次の瞬間、突然立ち上がった秋人がふらりと倒れ込むように陽太に抱き着いた。突然のことに驚きながらも陽太は秋人を支えようと体に力を入れる。しかし思ったより重みを感じず不思議に思って秋人を見ようとした時、耳元で鼻をすする音が聞こえた。
「えっ、ちょっと、秋人くん?」
声を押し殺して泣くだけで、秋人は何も言ってくれない。むしろさらに抱きしめている腕の力が強くなっていって、少し痛苦しいくらいだった。なんでこんな雨の中一人で歩いていたんだろう。なにか嫌なことがあったのかもしれないし、いつも頑張っているから限界が来てしまったのかもしれない。
秋人の背中に手を回して、陽太は祈るように抱きしめ返した。どうかあなたの苦しみが早く消えますように、どうか早くあなたが泣かなくても済むような日々が戻りますように。心の底からそう願っているせいか陽太も抱きしめる力が無意識に強くなった。

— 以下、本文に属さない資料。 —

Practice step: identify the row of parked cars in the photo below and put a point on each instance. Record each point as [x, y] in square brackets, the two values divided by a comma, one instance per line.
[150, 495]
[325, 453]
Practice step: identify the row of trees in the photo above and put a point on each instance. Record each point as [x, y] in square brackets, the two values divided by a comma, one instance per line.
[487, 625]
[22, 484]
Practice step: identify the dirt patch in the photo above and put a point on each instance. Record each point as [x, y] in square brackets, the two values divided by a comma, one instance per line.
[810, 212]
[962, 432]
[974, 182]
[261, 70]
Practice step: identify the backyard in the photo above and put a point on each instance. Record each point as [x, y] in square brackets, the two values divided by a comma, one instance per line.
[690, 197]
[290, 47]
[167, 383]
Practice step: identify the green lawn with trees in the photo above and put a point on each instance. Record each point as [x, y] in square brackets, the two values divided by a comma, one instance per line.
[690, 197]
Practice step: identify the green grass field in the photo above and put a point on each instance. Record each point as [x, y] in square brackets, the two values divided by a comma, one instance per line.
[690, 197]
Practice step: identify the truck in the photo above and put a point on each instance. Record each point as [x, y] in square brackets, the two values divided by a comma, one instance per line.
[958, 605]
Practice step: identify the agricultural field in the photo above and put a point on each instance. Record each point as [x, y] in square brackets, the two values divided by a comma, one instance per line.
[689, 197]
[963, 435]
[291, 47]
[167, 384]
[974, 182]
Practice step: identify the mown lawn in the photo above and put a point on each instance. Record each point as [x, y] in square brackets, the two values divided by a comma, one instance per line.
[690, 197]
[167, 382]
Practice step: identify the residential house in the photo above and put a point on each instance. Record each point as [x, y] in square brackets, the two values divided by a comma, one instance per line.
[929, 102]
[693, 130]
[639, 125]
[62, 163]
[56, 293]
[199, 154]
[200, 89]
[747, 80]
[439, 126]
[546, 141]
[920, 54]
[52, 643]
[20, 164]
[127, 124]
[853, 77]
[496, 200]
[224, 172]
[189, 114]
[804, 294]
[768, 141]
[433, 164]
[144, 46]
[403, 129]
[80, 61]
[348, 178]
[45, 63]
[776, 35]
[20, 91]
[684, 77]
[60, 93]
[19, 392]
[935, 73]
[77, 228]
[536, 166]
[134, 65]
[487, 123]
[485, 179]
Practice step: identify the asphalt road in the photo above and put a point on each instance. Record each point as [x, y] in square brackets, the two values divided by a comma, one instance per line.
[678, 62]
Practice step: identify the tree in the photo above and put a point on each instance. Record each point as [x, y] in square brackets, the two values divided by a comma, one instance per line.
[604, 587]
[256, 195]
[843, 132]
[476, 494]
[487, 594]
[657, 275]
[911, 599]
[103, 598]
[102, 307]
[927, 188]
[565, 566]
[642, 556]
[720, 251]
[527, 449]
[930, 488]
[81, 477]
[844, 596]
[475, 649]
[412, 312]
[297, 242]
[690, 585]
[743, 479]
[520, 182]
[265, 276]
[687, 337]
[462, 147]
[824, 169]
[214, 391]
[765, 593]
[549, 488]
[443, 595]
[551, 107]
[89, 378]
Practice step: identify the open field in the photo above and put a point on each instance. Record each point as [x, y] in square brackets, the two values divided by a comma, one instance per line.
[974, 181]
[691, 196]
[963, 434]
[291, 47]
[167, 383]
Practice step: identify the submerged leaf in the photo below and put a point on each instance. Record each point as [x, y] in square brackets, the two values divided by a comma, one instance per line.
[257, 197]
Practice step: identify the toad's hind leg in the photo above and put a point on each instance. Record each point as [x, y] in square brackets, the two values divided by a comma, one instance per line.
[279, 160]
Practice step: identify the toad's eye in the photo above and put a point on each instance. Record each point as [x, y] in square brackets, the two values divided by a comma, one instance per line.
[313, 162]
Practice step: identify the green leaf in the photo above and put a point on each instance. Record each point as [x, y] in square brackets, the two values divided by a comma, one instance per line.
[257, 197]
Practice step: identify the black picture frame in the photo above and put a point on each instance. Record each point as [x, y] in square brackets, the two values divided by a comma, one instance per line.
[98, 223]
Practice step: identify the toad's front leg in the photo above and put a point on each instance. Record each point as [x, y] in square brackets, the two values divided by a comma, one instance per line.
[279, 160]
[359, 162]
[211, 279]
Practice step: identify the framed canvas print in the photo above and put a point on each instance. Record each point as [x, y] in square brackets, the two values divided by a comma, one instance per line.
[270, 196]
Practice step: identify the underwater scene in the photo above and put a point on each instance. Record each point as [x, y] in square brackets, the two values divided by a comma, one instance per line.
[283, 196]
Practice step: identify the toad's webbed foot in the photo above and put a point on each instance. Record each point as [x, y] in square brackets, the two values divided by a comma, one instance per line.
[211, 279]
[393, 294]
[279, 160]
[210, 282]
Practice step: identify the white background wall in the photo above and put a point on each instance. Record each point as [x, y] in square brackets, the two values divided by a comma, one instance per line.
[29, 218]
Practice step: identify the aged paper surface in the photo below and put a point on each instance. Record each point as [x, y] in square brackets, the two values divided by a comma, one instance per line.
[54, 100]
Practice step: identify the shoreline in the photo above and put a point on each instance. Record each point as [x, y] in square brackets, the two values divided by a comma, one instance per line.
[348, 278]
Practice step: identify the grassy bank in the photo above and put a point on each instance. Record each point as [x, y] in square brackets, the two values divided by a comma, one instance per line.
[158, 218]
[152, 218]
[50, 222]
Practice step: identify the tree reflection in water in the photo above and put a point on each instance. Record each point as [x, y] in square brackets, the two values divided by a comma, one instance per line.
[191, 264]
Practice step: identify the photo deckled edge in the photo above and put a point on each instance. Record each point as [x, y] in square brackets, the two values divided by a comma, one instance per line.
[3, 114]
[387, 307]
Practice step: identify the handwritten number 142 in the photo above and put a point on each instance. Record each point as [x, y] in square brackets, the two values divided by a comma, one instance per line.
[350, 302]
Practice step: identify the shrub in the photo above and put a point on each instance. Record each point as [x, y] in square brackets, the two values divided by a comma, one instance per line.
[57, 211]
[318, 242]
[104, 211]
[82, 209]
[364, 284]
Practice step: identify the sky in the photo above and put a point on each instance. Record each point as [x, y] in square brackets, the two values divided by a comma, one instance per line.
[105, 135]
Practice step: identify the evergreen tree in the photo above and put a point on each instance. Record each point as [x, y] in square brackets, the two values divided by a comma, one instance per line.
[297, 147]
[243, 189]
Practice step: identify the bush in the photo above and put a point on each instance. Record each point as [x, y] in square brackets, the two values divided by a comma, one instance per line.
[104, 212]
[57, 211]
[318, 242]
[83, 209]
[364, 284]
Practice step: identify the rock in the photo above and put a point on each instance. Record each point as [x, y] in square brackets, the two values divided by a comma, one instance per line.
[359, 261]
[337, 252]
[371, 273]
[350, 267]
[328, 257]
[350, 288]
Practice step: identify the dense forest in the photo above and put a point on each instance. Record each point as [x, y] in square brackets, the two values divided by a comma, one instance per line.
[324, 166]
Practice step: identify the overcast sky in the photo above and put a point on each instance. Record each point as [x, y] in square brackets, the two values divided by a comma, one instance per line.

どれくらいそうしていたのかわからないが、いつの間にか耳元で聞こえていた静かな泣き声が落ち着いた。それに気付いた陽太が少し体を離すと、すすりすぎて真っ赤になった鼻と恥ずかしそうに逸らす涙目が見えた。陽太は噴き出して秋人の真っ赤な鼻を軽くつまんだ。
「うははっ、かなり泣いたねぇ。」
「……すいません。」
「ふふっ、謝んなくていいよ。ココア、まだ冷めてなかったら飲んで。」
色々聞きたいことは沢山あったが、今は聞かないことにした。ココアを飲む秋人を見てなぜだか大丈夫なような気がしたからだ。
︎ ︎ ︎ココアを飲み終えてすぐにそのまま出て行こうとする秋人を必死に引き留めて、弘佑は念のためいつも持っていた折り畳み傘を渡した。何度も断られたが「スケッチブック濡らしたらダメでしょ」と押し付けたら、なんとか受け取ってくれた。本当は駅まで送り届けたかったが、雨で濡れた店内をまた軽く掃除すると遅くなってしまうから、店前で見送ることにした。見えなくなるまで帰っていく背中を見守った後、陽太は再びモップを取り出した。その時、勢いよく店のドアが開いて、秋人が入ってきた。
「あれ、忘れも――んぅ、」
秋人は勢いよく陽太に近づいたと思えばそのままキスをした。目を丸くする陽太が状況を飲み込む前に、秋人は唇を離してまた勢いよく店の外に飛び出していった。
「えっ……?」
ぽつんと取り残された陽太は、少しして力なくしゃがんだ。さっきまで五月蠅かったはずの雨音が、いつの間にか静かになっていた。